Zie ginds komt de Godwin
“[…] want hier wordt de democratie ondermijnd. Hier worden de mensen opgevoed in de politiek van de illusie. Sinterklaas bestaat! Daar zit-ie, achter de tafel.”
Het blijft, zelfs bijna veertig jaar na dato (1972), een beeldbepalend moment in de Nederlandse politiek – Hans Wiegel die Jan Pen citerend Joop den Uyl ontmaskert als de Heilige Nicolaas zelve (filmpje). Sinds Hans Wiegel zijn alle partijleiders van de PvdA een beetje Sinterklaas. Het ‘Argumentum ad Sinterklazum‘ is een gulden troefkaart die probleemloos iedere keer opnieuw kan en zal worden uitgespeeld.

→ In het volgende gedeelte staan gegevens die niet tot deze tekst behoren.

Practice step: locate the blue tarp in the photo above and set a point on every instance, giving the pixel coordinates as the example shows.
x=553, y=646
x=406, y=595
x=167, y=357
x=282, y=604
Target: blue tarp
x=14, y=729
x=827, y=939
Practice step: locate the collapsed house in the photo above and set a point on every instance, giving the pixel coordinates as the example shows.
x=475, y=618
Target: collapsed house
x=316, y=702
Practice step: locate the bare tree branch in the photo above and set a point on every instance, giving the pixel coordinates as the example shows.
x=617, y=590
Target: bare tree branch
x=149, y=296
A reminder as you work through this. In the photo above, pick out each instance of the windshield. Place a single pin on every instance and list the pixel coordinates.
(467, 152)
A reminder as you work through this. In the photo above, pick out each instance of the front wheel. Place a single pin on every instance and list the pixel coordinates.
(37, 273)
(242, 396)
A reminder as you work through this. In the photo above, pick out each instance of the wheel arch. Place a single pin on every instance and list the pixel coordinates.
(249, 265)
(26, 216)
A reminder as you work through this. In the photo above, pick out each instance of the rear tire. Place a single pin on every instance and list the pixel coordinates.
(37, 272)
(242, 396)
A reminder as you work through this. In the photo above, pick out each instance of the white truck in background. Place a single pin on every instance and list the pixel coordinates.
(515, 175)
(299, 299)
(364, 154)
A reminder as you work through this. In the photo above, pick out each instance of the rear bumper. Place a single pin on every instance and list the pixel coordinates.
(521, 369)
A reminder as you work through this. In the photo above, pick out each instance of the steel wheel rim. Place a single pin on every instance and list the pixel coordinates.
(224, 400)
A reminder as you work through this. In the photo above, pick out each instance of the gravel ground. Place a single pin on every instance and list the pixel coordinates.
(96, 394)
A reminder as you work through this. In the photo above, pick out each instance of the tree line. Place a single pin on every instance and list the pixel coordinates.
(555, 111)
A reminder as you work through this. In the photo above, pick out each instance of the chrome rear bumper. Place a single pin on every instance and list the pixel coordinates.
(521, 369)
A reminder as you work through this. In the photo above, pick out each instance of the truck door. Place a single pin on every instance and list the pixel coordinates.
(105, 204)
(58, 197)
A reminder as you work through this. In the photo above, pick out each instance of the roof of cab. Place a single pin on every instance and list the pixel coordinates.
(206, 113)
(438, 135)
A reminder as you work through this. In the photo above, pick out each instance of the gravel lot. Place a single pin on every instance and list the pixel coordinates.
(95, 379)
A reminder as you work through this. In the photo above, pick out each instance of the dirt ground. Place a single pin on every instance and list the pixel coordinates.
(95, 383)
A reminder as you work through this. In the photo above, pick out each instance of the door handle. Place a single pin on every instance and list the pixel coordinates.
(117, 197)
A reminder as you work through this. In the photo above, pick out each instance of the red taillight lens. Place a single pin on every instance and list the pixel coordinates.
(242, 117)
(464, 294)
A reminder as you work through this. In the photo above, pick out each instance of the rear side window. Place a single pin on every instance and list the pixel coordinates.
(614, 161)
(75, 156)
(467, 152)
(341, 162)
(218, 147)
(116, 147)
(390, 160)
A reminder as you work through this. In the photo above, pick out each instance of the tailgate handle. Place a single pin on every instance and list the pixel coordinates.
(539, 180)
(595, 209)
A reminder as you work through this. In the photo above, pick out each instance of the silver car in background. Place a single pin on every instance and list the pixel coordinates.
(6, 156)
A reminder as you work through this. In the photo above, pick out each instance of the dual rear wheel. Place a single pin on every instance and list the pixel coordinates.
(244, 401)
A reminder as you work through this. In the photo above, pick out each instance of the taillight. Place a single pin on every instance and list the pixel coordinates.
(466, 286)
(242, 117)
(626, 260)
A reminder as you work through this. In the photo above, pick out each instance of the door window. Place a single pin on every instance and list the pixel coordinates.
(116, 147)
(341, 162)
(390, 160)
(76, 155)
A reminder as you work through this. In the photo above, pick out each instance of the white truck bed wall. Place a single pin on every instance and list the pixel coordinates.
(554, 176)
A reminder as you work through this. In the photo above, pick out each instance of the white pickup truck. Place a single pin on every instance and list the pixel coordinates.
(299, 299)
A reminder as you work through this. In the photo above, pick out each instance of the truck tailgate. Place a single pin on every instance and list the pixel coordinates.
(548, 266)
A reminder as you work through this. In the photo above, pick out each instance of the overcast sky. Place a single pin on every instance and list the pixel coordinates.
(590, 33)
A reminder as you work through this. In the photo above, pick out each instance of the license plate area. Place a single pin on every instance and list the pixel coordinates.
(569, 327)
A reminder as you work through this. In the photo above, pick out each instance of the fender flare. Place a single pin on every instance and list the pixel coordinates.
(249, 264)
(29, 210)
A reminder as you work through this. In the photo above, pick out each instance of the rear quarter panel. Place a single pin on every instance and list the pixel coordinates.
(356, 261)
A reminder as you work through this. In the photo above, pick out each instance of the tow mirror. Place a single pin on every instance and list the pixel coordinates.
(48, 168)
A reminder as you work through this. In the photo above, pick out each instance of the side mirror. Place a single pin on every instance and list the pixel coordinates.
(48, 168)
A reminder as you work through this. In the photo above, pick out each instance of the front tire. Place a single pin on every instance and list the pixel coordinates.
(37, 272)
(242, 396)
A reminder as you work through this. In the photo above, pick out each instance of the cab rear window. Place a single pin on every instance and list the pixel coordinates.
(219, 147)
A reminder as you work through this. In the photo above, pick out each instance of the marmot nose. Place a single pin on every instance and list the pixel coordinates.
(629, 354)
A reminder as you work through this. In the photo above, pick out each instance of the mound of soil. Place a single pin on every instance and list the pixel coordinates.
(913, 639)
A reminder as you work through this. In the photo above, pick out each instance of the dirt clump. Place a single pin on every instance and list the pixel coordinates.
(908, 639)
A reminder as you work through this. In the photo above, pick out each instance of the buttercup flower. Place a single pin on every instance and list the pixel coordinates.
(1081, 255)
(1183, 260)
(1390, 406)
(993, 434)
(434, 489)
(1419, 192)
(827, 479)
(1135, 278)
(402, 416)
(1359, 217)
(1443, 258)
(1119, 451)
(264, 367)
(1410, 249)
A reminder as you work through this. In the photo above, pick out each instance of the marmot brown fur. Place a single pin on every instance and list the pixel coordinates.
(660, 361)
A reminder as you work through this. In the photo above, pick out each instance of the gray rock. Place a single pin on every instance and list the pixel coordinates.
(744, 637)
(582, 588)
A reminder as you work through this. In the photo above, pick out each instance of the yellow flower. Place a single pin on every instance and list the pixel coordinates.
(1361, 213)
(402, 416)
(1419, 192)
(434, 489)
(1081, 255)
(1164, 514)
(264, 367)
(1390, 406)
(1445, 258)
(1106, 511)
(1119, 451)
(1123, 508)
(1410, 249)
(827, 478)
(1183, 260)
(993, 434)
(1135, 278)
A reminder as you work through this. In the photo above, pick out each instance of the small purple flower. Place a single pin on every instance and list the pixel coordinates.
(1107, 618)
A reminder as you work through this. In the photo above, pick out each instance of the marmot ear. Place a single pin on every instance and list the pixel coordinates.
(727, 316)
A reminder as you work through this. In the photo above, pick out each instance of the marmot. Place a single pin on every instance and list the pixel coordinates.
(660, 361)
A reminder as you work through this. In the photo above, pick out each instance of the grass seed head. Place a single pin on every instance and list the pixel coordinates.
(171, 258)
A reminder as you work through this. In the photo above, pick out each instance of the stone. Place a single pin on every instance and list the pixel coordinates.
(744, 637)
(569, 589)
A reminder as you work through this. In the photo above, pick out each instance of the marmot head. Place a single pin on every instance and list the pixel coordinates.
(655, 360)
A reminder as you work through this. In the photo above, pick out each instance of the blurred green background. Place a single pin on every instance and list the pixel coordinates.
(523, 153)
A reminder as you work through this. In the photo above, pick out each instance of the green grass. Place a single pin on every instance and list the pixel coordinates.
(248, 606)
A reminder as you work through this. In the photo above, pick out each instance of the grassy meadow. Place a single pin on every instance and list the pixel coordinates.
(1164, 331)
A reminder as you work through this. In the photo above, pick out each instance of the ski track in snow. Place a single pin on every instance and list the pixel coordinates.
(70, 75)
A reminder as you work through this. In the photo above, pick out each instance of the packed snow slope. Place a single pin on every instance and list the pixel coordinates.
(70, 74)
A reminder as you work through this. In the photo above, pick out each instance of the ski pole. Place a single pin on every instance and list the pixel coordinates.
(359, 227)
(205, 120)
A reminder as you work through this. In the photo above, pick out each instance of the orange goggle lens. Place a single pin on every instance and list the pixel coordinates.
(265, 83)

De kracht ervan zit hem niet alleen in de ultieme herkenbaarheid van de goedheiligman, maar vooral in de onderliggende empathie met het slachtoffer: we willen allemaal dat Sinterklaas bestaat, en het is allemaal vast hartstikke goed bedoeld van die sociaal-democraten, maar uiteindelijk geloven natuurlijk alleen kinderen in dergelijke sprookjes – jong en naïef links versus oud en wijs rechts: de klassieke rechtsdragende tegeltjesdoctrine. Het is een geweldig voorbeeld van effectieve politieke retorica: ook al kletst Wiegel nog zo uit zijn nek, hier is geen redden meer aan, zelfs niet voor Den Uyl.
De huiskamervraag is natuurlijk of u een voorbeeld kent waarin op vergelijkbaar iconische wijze een fluwelen linkse directe wordt uitgedeeld aan een politicus rechts van het midden.